Zambia: Women postponed in the electoral campaign
Published on Mon, 2011-08-15 07:18
Sources: IPS, Women in News
Women must "start working hard" to have a stronger political representation and to include gender issues for the 2016 elections, given they are not properly represented for the September 20 general elections, said Emily Sikazwe, the executive director of Women for Change, a gender focused non-governmental organization working with communities, especially women and children in rural areas and national focal point of Social Watch in this African country.
The prospects for women being elected look bleak, according to Sikwaze, interviewed by journalist Ephraim Nsingo for IPS news agency. The Forum for Democratic Development (FDD) nominated the only woman, Edith Nawakwi, to contest the presidential race. There are 15 presidential candidates. The ruling Movement for Multiparty Democracy (MMD) has only 19 women out of 150 parliamentary. The rest of the political parties did not publish their lists, but women's rights activists feel there will not be much of a difference, wrote Nsingo.
With slightly over one month left before the elections, Sikazwe said it only makes sense now for the women's movement to start preparing for the next elections in 2016.
"We cannot resolve that (under-representation of women) now, but it is a challenge for us to start working and make sure that come 2016, we will be ready.
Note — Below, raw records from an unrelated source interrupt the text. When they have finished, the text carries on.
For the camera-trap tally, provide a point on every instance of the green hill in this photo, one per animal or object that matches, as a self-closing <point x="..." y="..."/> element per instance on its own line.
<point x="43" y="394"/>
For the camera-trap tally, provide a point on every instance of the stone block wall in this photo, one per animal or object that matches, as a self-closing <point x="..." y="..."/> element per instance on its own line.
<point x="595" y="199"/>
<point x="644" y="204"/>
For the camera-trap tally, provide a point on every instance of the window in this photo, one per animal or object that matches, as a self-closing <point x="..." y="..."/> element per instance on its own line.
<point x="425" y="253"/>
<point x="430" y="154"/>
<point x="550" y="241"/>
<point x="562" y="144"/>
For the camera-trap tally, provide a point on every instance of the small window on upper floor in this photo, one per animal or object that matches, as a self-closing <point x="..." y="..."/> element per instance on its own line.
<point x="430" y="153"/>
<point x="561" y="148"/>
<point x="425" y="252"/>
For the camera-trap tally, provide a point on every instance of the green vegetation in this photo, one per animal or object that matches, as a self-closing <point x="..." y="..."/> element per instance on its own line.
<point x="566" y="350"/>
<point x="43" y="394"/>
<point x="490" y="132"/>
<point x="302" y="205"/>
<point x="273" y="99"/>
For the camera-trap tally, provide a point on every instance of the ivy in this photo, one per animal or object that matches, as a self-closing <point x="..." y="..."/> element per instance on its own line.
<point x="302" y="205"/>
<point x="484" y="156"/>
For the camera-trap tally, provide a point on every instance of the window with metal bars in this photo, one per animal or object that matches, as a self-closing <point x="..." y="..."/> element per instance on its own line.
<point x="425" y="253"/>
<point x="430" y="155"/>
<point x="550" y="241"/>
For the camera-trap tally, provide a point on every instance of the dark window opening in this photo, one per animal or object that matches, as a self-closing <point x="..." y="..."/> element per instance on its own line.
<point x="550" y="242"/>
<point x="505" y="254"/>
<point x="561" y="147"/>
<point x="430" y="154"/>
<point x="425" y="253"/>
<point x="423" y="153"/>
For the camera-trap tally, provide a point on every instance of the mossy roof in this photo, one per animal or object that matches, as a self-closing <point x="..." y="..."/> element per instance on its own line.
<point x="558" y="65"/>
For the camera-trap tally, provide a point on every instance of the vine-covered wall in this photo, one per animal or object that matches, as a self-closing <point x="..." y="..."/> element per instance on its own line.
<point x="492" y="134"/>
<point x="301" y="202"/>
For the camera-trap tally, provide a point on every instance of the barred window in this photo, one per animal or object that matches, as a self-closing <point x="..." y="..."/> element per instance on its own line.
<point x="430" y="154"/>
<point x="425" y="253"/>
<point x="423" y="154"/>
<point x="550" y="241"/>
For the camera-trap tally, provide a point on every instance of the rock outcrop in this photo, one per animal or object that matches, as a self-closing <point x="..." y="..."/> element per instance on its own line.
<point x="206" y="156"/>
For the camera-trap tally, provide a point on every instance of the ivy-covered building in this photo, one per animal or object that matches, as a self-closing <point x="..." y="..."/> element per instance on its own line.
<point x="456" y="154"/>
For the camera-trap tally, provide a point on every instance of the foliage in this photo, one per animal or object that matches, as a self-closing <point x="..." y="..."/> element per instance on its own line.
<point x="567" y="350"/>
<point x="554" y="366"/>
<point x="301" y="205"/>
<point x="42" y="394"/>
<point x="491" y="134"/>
In the next five years we will have to work hard in addressing these issues. Watch us after five years," said Sikwze.
Political parties were also causing unnecessary tension among women by replacing experienced female candidates with inexperienced ones. "This is how men make women fight, replacing females with females. This is a bitter lesson for us as women. A lot of women gave themselves to (their) political parties, but they have been slapped in the face," explained the executive director of Women for Change.
"Some women who were in the previous parliament worked hard in their constituencies, but they were replaced. This presents a challenge for us having to (work) with new people over and over again," Sikazwe said.
Nawakwi's nomination has not really inspired Sikazwe. "Symbolically, yes, we say we are happy she is filing. But we know she is not winning. There is currently a lot of hate language and this does not inspire women to participate," added Sikazwe.
In the last parliament, there were 22 women out of 158 members in the National Assembly, accounting for a 14 percent female representation.
Zambia is a signatory of the Southern Africa Development Community Protocol on Gender and Development, which commits member countries to have 50/50 representation of women in all decision- making positions, including the political arena, by 2015. But the Zambia's political parties have not reflected this in their adoption of female candidates.
"We have been looking forward to this occasion," said to IPS Beatrice Grillo, the chairperson of the Non-Governmental Organisations Coordinating Council (NGOCC), an umbrella body for women's organisations "We will support Nawakwi not because she belongs to any party, but because she is a woman. We want to see an end to the poverty that is in this country. We want the women of Zambia to stop struggling. Those are the issues we are looking for and that is what she has promised."
"Nothing and no one will stop me now," said to IPS candidate Nawakwi. "I believe that Zambia will only be saved by a woman and that Zambia is ready for a woman president. As soon as the men heard I was contesting, they all panicked. I will work and deliver like I delivered when I was minister of finance."
Women for Change has been working for months to increase the participation of citizens, both women and men, in the campaign towards the general elections to be held next September.
“The Zambia We Want” initiative, launched last year, aims at building the capacity of citizens, elected leaders and other duty bearers to engage in the democratic process. WfC promotes a meaningful citizen-leaders dialogue based on mutual accountability; it empowers citizens to demand policies that promote good governance; and develops a continuous monitoring of the electoral promises.
“The civil society organisations noted that Zambia's development was driven by a small elite group --the politicians. These people set the country's development agenda without the full participation of the majority of Zambians, contrary to the idea of Zambia being for all Zambians,” wrote Mathews Liyani for last edition of WfC's newsletter.
"There are women like us who really would love to join politics, but because there is no one to support us, we fail," said Zozi, a fish vendor, to Dando Mweetwa, Women in News' correspondent in Lusaka.
She says. "I am [illiterate], poor and, above all, a woman. I don't think anyone would support me. It's always sad to see women dancing at the airports and political rallies, and voting in large numbers, but not much is done to support these women. We want change, and it is by putting women in powerful political positions that we can have such change," she added.
Article 183 of a 2010 amendment to the Zambian Constitution sets a 30-percent minimum for women and men in the National Assembly, but the constitution hasn't been approved yet.